SURF OBSERVATIONS
A Drag -- 9/23/01


fun walls

The forecast wasn't very promising, with no swell from either direction. The southern buoys had nothing, but the northwest buoy showed what looked like a small swell (3 ft swell, 14 sec.). Far from firm.

On a hunch, I notified the crew that I'd be checking Laniakea for swell action early in the morn. When I got there at 5:20 AM, I found it to be flat flat flat. Damn!

Throwing a 180, I raced back to Town and got to Lighthouse by 6 AM. Surf there was maybe shoulder high on the sets, but looked fair with firm sideshores. Out there!


It was blustery at times

On this session, I decided to use my damaged longboard and hoped for the best. I also had a Turbo Tunnel rear skeg which Makani let me borrow. Really funky looking design with a tube in the middle of the skeg to facilitate noseriding.

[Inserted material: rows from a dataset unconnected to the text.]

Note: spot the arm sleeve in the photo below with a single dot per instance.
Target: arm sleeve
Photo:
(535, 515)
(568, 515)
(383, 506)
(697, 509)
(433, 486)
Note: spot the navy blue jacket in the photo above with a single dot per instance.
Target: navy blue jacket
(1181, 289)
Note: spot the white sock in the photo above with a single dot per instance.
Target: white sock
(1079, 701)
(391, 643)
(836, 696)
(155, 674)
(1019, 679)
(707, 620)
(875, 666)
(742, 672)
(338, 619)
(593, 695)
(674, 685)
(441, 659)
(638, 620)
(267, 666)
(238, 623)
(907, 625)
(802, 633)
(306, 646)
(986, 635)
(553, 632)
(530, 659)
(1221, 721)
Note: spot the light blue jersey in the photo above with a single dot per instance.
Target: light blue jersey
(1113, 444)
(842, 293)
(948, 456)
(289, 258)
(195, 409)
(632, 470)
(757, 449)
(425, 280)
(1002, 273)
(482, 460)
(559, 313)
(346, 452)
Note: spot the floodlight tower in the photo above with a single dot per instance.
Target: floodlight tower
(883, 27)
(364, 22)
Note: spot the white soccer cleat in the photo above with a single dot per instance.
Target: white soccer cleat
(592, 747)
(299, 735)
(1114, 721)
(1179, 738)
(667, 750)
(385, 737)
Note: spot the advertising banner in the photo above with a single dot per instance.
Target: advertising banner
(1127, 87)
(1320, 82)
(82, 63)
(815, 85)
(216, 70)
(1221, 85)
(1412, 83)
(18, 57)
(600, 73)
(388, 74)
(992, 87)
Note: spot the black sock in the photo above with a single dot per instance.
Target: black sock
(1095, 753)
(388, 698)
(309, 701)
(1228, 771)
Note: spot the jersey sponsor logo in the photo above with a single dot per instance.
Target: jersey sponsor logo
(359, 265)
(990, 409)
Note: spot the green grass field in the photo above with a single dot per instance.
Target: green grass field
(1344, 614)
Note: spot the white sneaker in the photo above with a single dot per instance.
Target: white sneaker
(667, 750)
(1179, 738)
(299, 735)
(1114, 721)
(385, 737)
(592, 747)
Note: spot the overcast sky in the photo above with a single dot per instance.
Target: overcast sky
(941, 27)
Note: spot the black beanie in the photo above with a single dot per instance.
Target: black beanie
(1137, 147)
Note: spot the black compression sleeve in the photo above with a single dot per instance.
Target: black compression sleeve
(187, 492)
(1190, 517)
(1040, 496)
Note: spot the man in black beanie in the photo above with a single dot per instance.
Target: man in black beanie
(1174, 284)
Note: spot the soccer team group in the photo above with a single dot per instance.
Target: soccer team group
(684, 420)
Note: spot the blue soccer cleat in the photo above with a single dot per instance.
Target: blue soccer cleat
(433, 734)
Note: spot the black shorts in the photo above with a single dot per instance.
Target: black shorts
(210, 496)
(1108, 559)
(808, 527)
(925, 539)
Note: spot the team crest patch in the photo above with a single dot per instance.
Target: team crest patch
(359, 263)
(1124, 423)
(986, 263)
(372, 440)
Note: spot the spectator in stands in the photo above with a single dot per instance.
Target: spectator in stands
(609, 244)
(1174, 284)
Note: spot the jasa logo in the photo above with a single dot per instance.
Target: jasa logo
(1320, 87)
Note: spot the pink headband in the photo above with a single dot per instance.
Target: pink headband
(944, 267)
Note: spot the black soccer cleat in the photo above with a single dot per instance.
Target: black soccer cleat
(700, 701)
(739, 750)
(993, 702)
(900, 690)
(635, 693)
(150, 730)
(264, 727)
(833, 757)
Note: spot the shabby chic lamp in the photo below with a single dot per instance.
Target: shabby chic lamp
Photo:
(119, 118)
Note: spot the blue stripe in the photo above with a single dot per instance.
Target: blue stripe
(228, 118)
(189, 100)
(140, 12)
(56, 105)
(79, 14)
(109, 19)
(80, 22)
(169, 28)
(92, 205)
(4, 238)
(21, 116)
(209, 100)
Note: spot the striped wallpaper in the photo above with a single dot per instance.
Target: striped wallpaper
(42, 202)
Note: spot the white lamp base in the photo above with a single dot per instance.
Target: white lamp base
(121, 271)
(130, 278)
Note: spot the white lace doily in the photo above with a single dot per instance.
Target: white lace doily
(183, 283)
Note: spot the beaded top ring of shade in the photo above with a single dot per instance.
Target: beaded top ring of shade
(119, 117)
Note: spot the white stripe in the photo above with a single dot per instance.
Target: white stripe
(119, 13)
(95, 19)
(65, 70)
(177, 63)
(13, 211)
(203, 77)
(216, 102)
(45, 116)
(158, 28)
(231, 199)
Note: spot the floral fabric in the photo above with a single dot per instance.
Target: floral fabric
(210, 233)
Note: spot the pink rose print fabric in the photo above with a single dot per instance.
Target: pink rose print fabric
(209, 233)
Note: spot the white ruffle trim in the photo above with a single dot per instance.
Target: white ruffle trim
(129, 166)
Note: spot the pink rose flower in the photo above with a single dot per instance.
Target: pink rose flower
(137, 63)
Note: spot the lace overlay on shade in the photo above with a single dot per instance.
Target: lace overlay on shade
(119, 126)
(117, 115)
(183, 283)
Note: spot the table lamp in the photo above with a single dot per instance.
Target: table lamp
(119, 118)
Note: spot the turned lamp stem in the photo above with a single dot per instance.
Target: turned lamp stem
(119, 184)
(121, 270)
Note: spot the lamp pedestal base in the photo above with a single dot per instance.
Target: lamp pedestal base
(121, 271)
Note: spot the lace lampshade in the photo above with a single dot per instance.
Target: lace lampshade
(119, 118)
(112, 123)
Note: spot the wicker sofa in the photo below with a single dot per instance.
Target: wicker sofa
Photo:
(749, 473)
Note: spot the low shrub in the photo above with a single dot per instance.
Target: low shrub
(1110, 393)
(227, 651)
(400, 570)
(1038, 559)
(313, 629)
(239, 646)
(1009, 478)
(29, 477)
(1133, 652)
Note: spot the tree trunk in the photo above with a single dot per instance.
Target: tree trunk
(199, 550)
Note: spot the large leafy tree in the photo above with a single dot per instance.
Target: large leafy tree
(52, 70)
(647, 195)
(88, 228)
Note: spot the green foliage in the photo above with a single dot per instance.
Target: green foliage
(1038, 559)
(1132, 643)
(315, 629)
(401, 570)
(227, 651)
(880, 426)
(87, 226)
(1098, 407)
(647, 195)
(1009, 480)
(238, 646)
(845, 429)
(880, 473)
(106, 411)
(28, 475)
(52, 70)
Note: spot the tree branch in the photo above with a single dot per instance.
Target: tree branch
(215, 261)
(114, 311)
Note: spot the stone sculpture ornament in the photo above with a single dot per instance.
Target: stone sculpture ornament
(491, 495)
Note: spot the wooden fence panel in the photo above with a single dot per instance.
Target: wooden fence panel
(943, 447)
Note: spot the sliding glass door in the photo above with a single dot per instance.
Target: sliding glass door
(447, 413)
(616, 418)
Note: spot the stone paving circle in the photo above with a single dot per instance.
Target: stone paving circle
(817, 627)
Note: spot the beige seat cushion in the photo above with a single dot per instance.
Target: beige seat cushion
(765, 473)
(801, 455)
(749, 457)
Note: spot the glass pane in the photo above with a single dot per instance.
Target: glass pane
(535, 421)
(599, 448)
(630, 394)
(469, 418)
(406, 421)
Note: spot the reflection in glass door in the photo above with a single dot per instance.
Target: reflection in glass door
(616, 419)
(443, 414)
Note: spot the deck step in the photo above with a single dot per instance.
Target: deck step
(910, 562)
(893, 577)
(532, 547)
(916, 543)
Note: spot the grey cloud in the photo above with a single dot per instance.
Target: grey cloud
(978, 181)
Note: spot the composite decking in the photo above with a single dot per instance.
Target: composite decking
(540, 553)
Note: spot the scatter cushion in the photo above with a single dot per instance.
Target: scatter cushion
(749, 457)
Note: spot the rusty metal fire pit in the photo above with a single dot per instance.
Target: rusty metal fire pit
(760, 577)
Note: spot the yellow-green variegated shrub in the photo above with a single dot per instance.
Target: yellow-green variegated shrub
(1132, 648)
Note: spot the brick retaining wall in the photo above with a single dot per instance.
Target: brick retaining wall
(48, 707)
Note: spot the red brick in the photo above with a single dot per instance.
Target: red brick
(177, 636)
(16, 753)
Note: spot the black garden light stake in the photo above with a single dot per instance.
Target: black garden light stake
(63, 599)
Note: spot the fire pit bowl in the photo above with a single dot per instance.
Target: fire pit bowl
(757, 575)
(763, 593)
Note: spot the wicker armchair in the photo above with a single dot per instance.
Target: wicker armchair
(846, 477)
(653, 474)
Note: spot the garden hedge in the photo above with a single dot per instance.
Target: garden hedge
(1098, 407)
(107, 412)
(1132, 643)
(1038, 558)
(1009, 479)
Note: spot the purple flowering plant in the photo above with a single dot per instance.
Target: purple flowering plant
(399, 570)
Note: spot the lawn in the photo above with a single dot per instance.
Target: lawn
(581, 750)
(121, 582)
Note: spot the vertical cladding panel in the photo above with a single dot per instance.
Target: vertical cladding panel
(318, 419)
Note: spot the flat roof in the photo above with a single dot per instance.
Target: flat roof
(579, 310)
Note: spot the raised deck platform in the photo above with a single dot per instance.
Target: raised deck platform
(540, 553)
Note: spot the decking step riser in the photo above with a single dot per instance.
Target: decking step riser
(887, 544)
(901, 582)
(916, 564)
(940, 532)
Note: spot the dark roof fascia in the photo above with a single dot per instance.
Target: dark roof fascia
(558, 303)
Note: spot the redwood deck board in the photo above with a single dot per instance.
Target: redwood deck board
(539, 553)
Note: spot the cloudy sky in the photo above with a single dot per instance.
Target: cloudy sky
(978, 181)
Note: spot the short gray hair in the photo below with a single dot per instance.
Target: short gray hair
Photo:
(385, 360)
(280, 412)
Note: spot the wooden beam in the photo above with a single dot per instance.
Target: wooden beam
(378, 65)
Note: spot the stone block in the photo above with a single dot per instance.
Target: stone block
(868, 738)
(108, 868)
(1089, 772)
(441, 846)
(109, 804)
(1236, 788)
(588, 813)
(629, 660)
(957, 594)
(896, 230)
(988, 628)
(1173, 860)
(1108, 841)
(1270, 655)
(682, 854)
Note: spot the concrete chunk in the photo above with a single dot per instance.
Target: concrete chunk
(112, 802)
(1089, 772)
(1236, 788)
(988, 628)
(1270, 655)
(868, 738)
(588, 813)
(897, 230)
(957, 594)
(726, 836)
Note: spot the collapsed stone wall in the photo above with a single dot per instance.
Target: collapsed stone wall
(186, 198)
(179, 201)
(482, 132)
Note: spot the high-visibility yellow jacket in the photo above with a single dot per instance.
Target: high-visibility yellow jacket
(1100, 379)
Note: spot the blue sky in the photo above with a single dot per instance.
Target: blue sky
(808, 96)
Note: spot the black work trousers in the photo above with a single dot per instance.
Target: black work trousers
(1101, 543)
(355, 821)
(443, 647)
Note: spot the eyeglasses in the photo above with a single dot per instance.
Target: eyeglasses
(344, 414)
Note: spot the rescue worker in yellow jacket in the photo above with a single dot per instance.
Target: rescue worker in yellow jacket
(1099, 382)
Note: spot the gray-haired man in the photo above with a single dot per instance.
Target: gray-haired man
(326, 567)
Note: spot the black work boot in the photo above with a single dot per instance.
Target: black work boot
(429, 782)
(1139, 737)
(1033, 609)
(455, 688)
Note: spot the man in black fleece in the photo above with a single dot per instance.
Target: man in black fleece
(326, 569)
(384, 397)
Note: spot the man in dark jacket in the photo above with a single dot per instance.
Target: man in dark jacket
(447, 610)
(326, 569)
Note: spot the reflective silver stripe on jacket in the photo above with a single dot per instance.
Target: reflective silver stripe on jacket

I found the skeg to be a bit frustrating to use. It seemed to have some serious drag and made the board somewhat unstable. Maybe it was the conditions (which got slightly stormy at times), but I had a hard time with it. The skeg actually did help with noseriding, as I got some long ones. However, there was a tradeoff in slight instability and lots of drag. Guess it has its place.

I was pleasantly surprised to see Cyril paddle out. He was also there to hook up with Buddy and Rich. We had good fun taking off on the peaks and talking story.

Some regulars were also out, but there was some sort of bike race that must have blocked off traffic for some time.

Cyril's nephew was out too. However, I don't think he ever made it to the lineup. Somehow, he got caught over the reef, and if you don't understand what's happening, it can feel like getting caught in a running river.

Cyril eventually went in to look after his nephew. Simultaneously, Rich and Buddy paddled out, just missing him. Soon afterwards, Justin also joined us, sporting a brand-spankin' new bodyboard. They all got some good stuff, but were somewhat frustrated by the poor surf.

We made the most of it, but it wasn't the best of sessions.